Demirtaş: Çınar saldırısını yapanlar halktan özür dilemelidir

Demirtaş: Çınar saldırısını yapanlar halktan özür dilemelidir
REKLAM ALANI
Yayınlama: 15.01.2016
Düzenleme: 15.01.2016 21:40
1.218
A+
A-

HDP Eş Genel Başkanı Demirtaş, Çınar’da polis karakoluna yapılan saldırıda bebekler de olmak üzere sivillerin hayatını kaybetmesine ilişkin, “Kim yaptıysa çıkıp özür dilemeli” dedi.

HDP Eşgenel Başkanı Selahattin Demirtaş, Diyarbakır’daydı bugün. Sağlıkçıların belediye önündeki eylemine katılan Demirtaş, “Biz Çınar’da katledilen sivili, bebeği Sur’da katledilen bebekten, sivilden ayırabilir miyiz? Biz ayıramayız bu ayrımı yapan da kendine insanım diyemez” dedi.

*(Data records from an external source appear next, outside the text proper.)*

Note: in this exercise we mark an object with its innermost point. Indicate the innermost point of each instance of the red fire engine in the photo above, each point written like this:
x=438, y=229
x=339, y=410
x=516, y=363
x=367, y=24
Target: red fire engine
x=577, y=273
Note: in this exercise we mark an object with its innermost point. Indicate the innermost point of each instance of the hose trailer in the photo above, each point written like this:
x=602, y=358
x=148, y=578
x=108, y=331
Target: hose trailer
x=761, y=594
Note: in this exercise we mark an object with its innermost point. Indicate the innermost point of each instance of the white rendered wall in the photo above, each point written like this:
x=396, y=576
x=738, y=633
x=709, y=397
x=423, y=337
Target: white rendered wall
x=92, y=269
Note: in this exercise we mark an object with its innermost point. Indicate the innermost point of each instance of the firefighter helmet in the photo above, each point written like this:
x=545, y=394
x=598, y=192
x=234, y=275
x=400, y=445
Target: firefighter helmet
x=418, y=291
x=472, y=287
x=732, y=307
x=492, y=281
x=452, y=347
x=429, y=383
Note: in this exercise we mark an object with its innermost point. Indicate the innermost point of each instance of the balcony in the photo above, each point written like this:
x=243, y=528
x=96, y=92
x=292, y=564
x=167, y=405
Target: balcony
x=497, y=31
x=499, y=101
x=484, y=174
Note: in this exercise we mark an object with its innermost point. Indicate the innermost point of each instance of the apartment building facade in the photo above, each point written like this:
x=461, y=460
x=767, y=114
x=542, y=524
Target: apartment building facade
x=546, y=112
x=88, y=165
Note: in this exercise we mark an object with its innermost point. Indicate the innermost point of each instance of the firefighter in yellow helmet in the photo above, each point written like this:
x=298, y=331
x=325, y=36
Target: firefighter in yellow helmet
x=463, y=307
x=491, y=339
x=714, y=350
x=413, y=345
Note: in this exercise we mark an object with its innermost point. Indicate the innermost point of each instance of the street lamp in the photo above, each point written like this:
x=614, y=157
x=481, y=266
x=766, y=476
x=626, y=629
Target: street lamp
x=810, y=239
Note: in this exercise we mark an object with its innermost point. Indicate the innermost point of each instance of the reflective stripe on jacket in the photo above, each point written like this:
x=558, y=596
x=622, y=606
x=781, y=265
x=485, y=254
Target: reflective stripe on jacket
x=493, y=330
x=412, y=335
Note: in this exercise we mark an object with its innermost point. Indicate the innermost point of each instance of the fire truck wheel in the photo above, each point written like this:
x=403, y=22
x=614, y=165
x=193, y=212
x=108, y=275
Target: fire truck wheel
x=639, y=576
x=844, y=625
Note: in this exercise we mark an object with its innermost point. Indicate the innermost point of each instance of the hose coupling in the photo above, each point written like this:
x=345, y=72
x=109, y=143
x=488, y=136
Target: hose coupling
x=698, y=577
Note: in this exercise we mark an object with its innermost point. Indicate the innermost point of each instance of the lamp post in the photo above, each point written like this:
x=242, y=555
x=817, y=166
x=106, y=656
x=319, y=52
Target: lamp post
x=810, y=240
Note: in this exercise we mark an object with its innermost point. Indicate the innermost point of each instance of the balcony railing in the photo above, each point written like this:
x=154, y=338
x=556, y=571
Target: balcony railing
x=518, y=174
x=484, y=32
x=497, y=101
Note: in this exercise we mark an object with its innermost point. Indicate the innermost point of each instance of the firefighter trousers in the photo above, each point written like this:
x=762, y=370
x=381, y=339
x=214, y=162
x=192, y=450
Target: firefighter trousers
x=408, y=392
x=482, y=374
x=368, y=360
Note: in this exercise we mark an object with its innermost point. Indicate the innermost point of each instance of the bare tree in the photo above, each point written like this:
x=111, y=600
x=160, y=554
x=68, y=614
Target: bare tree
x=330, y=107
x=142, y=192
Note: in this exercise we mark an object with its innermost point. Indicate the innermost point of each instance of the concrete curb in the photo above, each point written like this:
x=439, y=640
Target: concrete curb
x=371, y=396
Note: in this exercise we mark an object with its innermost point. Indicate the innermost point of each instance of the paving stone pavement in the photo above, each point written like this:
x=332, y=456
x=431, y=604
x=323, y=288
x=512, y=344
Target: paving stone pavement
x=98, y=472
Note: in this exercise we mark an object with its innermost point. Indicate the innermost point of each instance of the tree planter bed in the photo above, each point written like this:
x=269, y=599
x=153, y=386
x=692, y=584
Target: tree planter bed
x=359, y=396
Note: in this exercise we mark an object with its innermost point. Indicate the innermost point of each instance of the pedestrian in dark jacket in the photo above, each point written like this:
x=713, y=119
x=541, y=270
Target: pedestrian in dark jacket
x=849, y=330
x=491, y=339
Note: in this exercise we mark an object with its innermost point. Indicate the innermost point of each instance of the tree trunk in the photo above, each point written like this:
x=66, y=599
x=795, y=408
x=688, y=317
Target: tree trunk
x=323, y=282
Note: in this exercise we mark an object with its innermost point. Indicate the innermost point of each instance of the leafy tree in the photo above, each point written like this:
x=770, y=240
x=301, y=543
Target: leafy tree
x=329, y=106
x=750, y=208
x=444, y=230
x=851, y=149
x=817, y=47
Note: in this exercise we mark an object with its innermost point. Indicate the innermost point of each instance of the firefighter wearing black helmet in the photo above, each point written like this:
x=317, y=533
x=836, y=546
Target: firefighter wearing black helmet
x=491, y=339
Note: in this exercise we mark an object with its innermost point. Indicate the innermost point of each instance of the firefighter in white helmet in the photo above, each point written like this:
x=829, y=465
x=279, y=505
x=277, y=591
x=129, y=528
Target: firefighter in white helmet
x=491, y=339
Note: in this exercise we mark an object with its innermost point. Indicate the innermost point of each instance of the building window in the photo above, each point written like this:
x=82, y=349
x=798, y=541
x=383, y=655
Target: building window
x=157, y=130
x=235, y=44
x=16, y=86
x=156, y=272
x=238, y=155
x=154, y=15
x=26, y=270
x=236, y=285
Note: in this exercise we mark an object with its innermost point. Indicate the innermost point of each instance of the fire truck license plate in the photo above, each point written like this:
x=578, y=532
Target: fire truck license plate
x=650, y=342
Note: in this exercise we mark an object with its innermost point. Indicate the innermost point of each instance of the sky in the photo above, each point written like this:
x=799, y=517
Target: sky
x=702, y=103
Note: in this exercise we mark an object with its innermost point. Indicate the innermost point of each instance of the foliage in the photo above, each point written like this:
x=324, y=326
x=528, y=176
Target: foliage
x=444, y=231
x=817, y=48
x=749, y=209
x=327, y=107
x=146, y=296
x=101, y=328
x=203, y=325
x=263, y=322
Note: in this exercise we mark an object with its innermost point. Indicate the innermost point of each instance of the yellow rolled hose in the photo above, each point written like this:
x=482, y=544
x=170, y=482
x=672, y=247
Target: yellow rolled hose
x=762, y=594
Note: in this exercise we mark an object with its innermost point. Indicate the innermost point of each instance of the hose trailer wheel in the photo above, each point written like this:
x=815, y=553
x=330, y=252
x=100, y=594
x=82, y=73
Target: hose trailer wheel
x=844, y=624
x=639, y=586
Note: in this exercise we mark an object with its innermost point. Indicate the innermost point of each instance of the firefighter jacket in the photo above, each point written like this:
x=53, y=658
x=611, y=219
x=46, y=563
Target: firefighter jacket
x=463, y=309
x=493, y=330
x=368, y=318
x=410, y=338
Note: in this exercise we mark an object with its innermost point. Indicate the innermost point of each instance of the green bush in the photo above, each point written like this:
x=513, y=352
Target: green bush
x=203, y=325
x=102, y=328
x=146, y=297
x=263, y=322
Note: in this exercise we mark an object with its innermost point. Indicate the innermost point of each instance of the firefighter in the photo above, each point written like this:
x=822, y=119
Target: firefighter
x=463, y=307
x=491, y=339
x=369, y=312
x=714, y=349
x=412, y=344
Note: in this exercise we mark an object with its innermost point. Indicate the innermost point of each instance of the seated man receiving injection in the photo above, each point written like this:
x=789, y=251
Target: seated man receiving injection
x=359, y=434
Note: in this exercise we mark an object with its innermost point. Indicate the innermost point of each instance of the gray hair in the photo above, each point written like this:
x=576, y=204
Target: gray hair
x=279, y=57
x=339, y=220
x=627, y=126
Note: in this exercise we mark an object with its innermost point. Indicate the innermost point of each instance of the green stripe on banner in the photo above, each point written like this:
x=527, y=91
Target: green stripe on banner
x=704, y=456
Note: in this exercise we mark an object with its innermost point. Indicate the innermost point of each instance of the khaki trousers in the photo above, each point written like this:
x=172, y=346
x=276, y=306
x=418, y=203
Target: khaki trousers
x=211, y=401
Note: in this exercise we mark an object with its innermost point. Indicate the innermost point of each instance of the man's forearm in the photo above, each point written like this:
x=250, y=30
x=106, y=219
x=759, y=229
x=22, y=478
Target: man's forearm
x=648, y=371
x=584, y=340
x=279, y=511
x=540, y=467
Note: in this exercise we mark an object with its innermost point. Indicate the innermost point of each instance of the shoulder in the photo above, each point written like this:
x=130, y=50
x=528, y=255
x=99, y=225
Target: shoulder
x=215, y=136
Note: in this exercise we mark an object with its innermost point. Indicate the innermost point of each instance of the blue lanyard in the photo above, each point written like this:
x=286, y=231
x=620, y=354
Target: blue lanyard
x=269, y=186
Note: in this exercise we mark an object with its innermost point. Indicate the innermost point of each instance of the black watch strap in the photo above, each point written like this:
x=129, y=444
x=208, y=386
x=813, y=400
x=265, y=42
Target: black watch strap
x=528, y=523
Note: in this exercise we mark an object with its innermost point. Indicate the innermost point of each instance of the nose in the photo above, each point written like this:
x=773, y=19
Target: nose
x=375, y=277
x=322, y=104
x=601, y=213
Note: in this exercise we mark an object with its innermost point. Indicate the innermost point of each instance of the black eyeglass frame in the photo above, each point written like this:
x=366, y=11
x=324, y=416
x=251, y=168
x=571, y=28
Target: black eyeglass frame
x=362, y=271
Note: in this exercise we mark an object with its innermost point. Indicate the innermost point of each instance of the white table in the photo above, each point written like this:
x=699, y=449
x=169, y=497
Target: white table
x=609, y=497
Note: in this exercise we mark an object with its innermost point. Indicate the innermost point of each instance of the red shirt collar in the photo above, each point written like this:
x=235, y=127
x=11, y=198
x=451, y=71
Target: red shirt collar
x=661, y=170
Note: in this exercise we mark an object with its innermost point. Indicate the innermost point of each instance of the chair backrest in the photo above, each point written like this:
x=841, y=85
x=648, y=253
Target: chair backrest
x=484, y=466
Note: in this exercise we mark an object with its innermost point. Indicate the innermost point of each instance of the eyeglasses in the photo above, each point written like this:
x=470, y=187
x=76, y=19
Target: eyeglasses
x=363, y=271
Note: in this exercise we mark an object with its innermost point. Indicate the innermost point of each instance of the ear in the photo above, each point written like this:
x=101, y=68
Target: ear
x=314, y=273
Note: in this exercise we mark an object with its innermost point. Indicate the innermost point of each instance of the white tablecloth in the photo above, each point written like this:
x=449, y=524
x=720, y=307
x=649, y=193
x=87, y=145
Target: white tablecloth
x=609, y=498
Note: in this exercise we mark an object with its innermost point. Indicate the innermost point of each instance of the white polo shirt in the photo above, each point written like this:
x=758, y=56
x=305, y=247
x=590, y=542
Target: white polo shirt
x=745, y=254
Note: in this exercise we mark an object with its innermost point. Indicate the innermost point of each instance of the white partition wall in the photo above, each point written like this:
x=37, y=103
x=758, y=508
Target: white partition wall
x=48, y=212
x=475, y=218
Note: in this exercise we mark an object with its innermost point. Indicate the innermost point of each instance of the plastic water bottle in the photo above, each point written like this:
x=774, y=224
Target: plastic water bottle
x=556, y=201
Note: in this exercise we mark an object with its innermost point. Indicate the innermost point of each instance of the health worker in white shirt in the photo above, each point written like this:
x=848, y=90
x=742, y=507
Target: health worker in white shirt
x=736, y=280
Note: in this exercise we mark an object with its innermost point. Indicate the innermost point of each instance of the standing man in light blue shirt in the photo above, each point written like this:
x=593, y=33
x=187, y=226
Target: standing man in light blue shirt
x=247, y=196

Demirtaş, 23 günden bu yana ölümde karar kılanlara inat, yaşatacağız şiarıyla savaşa karşı bir duruş ortaya koyan ve bu vesileyle barış sesini, savaşın durması, ölümlerin durması çığlığını kamuoyuna ulaştırma gayretini ortaya koyan sağlık çalışanlarına teşekkür ettiğini söyledi.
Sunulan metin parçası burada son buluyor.